Dari 43 kasus kriminalisasi, terdapat 212 orang petani yang menjadi korban. Upaya kriminalisasi paling banyak menggunakan produk hukum Kitab Undang-Undang Hukum Pidana dengan 29 kasus. Kemudian diikuti oleh UU Minerba dengan 7 kasus, UU 39 Tahun 2014 dengan 4 kasus. UU No 18 Tahun 2013 dengan 3 kasus. UU ITE 2 kasus dan UU Anti Marxisme-Leninisme dengan 1 kasus.
YLBHI juga menyoroti upaya kriminalisasi petani dalam agenda PSN yang berada di wilayah 18 LBH Kantor. Terdapat 35 titik PSN menelan 35 korban petani yang dikriminalisasi. Para korban dari petani ini berasal dari 5 provinsi/kota, yaitu: Jawa Tengah, Jawa Barat, Padang, Makassar, dan Manado.

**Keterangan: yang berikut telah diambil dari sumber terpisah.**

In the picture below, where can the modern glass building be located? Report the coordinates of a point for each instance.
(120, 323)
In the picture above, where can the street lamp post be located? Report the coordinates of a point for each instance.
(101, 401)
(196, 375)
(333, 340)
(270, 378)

Kriminalisasi terbanyak dalam proyek PSN terjadi di Jawa Tengah (10 kasus) dan Padang (10 kasus). Di Jawa Tengah, 6 warga Dieng dikriminalisasi oleh PT Geo Dipa, sebuah perusahaan Geothermal yang sedang membangun proyek pembangkit listrik panas bumi di Dieng. Sedangkan 4 warga di Batang dikriminalisasi oleh PT BPI dalam penolakannya terhadap PLTU Pesisir Batang. Sedangkan di Padang, kriminalisasi dilakukan oleh PT Hitay Daya Energy dalam membungkam penolakan petani lereng Gunung Talang terhadap pembangunan Pembangkit Listrik Tenaga Panas Bumi. Ditambah dengan 6 orang petani Bidar Alam yang saat ini di tahan Polres Solok Selatan yang dituduh mencuri di tanah sendiri
Dilihat dari dasar hukum kriminalisasinya, hampir semuanya didasari oleh produk hukum KUHP. Pertama, pasal 362 yang memuat delik pidana “pencurian”. Kedua, Pasal 333 yang memuat delik pidana perampasan kemerdekaan orang lain. Ketiga, pasal 170 yang memuat delik pidana kekerasan terhadap orang atau barang. Keempat, pasal 154a yang memuat delik penodaan lambang negara. Kelima, pasal 406 yang mengatur delik pengrusakan properti orang lain. Dan terakhir, adalah pasal 27 UU ITE yang memuat delik pencemaran nama baik.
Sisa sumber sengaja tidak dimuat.